L'Italia spende per il sociale un terzo della media Ue

Sul sociale, così come sull’istruzione, l’Italia spende molto meno degli altri paesi europei. Nel 2019 la nostro spesa per i servizi sociali è stata pari allo 0,42% del Pil, arrivando a 0,7% con le compartecipazioni degli utenti e del servizio sanitario nazionale (SSN). La media Ue – 2,1-2,2% – è esattamente il tripo della nostra.
I dati arrivano dal Rapporto dal titolo “I servizi sociali territoriali: una analisi per territorio provinciale”, redatto dall’Osservatorio Cnel, realizzato in collaborazione con Istat. Il rapporto sottolinea le consuete enormi differenze territoriali. Ma, in questo caso, non tutto il Sud resta indietro. A livello comunale, ci sono distanze enormi. Basti pensare che la spesa sociale provinciale per abitante del sistema sanitario nazionale (SSN) è stata di 583 euro per Bolzano e solo 6 per Vibo Valentia. Eppure, la regione più performante è la Sardegna, con ben 4 province nelle prime 10 posizioni: Oristano (290), Cagliari (258), Sassari (254) e il Sud Sardegna (239). La peggiore è la Calabria con tutte le province nelle ultime 5 posizioni e una spesa pro-capite che non supera i 25 euro.
L’Italia non recupera terreno. Le prime analisi relative al 2019 confermano un trend di spesa sociale positivo al netto delle compartecipazioni, pari a +0,48%: si è passati così da 7,472 miliardi di euro a 7,508 miliardi di euro (+35,9 milioni). Si tratta, tuttavia, di un valore inferiore al tasso di inflazione. In sostanza, la spesa, pur crescente, resta analoga a quella reale di 10 anni prima, nonostante i fenomeni di incremento della domanda sociale. E permangono anche le marcate divergenze regionali e infra-regionali.
Non solo. Il trend di crescita, almeno nominale, della spesa non è omogeneo sul territorio italiano. Anzi, ci sono territori che retrocedono.

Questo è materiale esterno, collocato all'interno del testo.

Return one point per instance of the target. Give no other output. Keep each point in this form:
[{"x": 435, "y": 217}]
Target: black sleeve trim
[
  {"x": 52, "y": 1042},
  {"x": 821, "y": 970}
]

In termini di valori assoluti per abitante, nell’anno considerato l’aumento più elevato si osserva a Gorizia, con oltre 25 euro pro-capite, seguita da Bolzano, Torino, Pistoia, Sassari, Oristano, con incrementi fra i 15 e i 25 euro pro-capite. I decrementi più consistenti si sono registrati a Verona, Grosseto e Trapani, con riduzioni di oltre 25 euro pro-capite.
Le aree di intervento che assorbono la maggior parte della spesa sociale sono tre: Famiglia e minori, Disabili e Anziani. Nel 2018 per la prima si spendono circa 2,8 miliardi di euro, pari al 37,9% della spesa dei Comuni; per la seconda circa 2 miliardi di euro, pari al 26,8%; per la terza circa 1,3 miliardi, pari al 17,2%.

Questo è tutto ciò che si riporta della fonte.